Les mesures à privilégier sont-elles techniques ou organisationnelles ?

Fabien : Les deux aspects sont indispensables et complémentaires, ainsi que le rappelle régulièrement l’association française des correspondants à la protection des données à caractère personnel (AFDCP). Trop souvent, les entreprises surestiment la complexité des mesures techniques à mettre en œuvre, et sous-estiment l’efficacité des mesures organisationnelles.

La pénurie de compétences en cybersécurité est réelle, mais on ne peut pas se retrancher derrière elle pour justifier l’impréparation des entreprises face aux risques cyber.

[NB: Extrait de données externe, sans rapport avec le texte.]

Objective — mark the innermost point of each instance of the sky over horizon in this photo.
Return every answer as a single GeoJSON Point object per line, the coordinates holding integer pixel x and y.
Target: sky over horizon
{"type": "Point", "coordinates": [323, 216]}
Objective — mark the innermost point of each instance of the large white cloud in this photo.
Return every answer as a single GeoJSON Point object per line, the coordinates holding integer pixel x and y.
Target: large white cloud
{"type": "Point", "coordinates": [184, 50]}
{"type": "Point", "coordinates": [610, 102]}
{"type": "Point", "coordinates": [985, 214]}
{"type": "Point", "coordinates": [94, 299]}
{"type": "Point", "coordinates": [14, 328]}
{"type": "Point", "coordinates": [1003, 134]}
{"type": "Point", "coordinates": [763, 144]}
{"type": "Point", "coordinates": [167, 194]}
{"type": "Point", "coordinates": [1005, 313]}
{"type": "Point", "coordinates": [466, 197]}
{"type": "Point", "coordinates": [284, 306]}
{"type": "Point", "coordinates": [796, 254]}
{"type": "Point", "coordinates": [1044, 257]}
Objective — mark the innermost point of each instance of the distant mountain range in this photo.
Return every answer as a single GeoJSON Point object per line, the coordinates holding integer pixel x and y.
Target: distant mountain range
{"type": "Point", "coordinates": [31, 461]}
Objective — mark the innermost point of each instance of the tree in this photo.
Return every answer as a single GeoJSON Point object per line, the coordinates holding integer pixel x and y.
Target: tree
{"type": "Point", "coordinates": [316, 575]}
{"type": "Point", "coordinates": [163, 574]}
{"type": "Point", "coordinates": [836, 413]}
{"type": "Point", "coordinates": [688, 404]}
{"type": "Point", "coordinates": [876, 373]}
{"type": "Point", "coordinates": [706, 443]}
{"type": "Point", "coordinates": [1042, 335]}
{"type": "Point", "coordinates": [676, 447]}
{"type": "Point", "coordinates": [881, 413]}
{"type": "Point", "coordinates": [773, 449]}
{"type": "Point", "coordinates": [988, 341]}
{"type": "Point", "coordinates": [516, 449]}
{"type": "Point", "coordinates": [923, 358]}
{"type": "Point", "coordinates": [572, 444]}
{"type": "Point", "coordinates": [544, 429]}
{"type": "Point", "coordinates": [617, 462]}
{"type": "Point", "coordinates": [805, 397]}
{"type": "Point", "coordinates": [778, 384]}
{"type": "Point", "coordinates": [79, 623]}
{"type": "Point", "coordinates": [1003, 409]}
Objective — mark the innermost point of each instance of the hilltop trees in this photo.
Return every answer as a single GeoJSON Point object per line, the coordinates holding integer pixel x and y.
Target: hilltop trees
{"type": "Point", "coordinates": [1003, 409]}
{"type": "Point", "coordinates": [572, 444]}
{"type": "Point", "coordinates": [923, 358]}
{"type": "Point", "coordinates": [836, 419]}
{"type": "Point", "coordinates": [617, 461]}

En France, la CNIL met régulièrement à jour son « Guide de la sécurité des données personnelles » et l’ANSSI (agence nationale de la sécurité des systèmes d’information) met à disposition d’excellentes ressources recensant les bonnes pratiques. Au niveau international, des acteurs comme l’OWASP Foundation (Open Web Application Security Project) font de même pour la sécurité des applications.

Il est frappant de constater que les principales mesures préconisées dans ces référentiels de sécurité sont pour la plupart les mêmes depuis longtemps !
Autrement dit, les bonnes pratiques sont bien connues, mais ne sont pas assez largement implémentées… Or, la plupart sont à la portée de toutes les entreprises, associant mesures techniques et respect de procédures organisationnelles, à commencer par la mise à jour des postes, l’utilisation d’antivirus, la sensibilisation, ce qui permet de limiter le risque d’une compromission. De la même manière, le fait de tracer les connexions aux services sensibles de l’entreprise, idéalement de manière nominative, est une mesure efficace : à la manière d’une caméra de surveillance, elle n’empêche pas les actes malveillants, mais elles les dissuadent.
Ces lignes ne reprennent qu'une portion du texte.